Let’s see how this would look:

from jina import Executor, requests, Deployment
from docarray import BaseDoc
from pydantic import BaseModel, Field


class Prompt(BaseDoc):
    """Prompt Document to be input to a Language Model"""
    text: str = Field(description='The text of the prompt', example='Write me a short poem')


class Generation(BaseDoc):
    """Document representing the generation of the Large Language Model"""
    prompt: str = Field(description='The original prompt that created this output')
    text: str = Field(description='The actual generated text')

class LLMCallingParams(BaseModel):
    """Calling parameters of the LLM model"""
    num_max_tokens: int = Field(default=5000, description='The limit of tokens the model can take, it can affect the memory consumption of the model')

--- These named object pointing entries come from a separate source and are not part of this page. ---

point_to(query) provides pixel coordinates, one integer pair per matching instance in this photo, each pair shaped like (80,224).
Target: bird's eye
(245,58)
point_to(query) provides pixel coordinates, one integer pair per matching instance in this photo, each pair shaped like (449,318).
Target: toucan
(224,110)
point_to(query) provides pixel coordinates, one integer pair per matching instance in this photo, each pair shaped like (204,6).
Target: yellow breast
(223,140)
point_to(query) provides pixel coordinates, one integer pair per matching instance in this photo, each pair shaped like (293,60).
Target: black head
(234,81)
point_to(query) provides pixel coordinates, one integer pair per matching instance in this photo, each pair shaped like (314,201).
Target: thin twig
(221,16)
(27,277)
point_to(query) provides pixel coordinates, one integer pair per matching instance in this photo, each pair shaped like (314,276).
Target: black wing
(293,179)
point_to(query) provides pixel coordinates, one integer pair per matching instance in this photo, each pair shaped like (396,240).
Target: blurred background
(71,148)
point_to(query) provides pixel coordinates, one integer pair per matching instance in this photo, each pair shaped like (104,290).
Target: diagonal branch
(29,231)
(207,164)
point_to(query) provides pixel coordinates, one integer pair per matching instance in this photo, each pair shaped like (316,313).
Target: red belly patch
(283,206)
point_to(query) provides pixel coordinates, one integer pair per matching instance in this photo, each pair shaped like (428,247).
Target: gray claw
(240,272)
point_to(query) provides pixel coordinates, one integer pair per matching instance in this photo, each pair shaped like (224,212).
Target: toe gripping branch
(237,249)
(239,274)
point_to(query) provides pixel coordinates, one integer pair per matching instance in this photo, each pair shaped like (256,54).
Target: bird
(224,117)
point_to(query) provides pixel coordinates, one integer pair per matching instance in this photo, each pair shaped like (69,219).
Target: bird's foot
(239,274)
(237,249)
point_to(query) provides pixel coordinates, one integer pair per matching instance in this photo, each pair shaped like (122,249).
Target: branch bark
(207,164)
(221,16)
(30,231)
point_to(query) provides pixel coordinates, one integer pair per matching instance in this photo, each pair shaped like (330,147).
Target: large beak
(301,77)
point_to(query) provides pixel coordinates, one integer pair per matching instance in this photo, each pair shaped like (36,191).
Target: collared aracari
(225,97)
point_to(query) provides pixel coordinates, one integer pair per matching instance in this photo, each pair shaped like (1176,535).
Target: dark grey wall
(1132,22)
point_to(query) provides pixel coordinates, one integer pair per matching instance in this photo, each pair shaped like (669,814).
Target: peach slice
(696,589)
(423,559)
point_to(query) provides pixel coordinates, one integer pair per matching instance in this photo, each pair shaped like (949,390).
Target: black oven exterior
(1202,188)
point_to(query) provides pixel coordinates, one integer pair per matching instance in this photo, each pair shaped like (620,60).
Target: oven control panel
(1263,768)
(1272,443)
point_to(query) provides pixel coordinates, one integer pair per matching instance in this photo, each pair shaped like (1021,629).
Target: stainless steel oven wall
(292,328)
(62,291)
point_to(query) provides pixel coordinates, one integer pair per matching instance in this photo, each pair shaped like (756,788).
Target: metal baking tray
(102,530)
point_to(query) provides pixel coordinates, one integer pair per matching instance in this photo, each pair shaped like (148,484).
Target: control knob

class MyLLMExecutor(Executor):

    @requests(on='/generate')
    def generate(self, doc: Prompt, parameters: LLMCallingParams, **kwargs) -> Generation:
        ...

with Deployment(port=12345, protocol='http', uses=MyLLMExecutor) as dep:
    dep.block()

──── 🎉 Deployment is ready to serve! ────
╭────────────── 🔗 Endpoint ───────────────╮
│  ⛓     Protocol                   http  │
│  🏠       Local           0.0.0.0:54322  │
│  🔒     Private    xxx.xx.xxx.xxx:54322  │
│       Public       xx.xxx.xxx.xxx:54322  │
╰──────────────────────────────────────────╯
╭─────────── 💎 HTTP extension ────────────╮
│  💬    Swagger UI    0.0.0.0:54322/docs  │
│  📚         Redoc   0.0.0.0:54322/redoc  │
╰──────────────────────────────────────────╯

After running this code, you can open ‘0.0.0.0:12345/docs’ on your browser:

../../../../_images/doc-openapi-example.png

Note how the schema defined in the OpenAPI also considers the examples and descriptions for the types and fields. The same behavior is seen when serving Executors with a jina.Flow. In that case, the input and output schemas of each endpoint are inferred by the Flow’s topology, so if two Executors are chained in a Flow, the schema of the input is the schema of the first Executor and the schema of the response corresponds to the output of the second Executor.